Avec Antigone (2018), le Kunstmuseum Basel | Gegenwart présente, pour la première fois en Suisse, l’œuvre la plus récente et la plus complexe de Tacita Dean. Cette épopée d’une heure exprime l’aptitude de l’artiste britannique-européenne à entremêler subtilement figures mythologiques, histoire personnelle et événements fortuits. Le film analogique constitue le matériau qu’elle tient en estime en raison de ses multiples possibilités de traitement, son aspect brillant et son grain. Cependant, elle maîtrise également à la perfection d’autres techniques comme la photographie, la gravure, le dessin et l’écriture.

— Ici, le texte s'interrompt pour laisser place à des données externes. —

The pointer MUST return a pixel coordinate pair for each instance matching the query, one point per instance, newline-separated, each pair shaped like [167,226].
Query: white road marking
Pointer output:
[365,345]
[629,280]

Depuis plusieurs décennies, l’idée d’Antigone occupe l’esprit de l’artiste : Antigone est le prénom de sa sœur aînée, mais aussi celui de l’héroïne tragique de la pièce éponyme du dramaturge grec Sophocle. Depuis sa première rencontre avec la matière littéraire, Dean ne cesse de s’interroger sur ce qui survint dans le laps de temps où Œdipe, roi aveugle, erre dans la région déserte aux côtés de sa fille et de sa sœur Antigone.

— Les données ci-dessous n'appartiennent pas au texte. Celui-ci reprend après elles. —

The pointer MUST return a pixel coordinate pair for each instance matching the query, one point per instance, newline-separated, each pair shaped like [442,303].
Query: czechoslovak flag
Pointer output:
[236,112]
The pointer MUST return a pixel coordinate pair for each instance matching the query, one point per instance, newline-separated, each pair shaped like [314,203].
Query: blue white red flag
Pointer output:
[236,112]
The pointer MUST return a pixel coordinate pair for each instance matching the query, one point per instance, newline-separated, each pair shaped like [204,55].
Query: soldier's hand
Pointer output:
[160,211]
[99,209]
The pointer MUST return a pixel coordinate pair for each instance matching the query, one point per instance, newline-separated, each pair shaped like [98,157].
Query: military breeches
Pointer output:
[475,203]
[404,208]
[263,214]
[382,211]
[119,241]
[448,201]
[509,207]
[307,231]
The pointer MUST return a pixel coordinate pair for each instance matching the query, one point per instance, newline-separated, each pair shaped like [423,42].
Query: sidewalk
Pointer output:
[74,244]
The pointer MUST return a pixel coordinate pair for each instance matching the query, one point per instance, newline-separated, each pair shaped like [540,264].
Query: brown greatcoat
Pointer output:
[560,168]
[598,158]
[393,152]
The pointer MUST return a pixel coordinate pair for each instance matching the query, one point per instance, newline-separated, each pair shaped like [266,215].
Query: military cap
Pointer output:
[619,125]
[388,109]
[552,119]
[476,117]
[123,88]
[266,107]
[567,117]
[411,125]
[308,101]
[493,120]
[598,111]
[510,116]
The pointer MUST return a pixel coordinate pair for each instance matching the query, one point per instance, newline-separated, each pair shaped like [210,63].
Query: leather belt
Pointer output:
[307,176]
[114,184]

L’aveuglement constitue le thème central d’Antigone : l’aveuglement artistique – Dean se laisse aussi toujours guider par le hasard et accorde une place à l’imprévisible. L’aveuglement technique : la méthode de masquer le négatif et de l’exposer à plusieurs reprises en termes de temps et de lieu impliquait qu’elle ne voyait sa composition que après le développement de la pellicule dans le labo. Puis l’aveuglement du roi Œdipe qui se crève les yeux en raison du crime qu’il a commis à son insu et qui est banni de la ville de Thèbes. Enfin, l’aveuglement de la nature : une éclipse solaire filmée par Dean au Wyoming constitue le mouvement intérieur d’Antigone. Au cours de cette double projection filmique, les fils thématiques tissent une dramaturgie dont l’unité de lieu, de temps et d’action se fragmente comme à travers un prisme dans un éventail d’images éclatantes.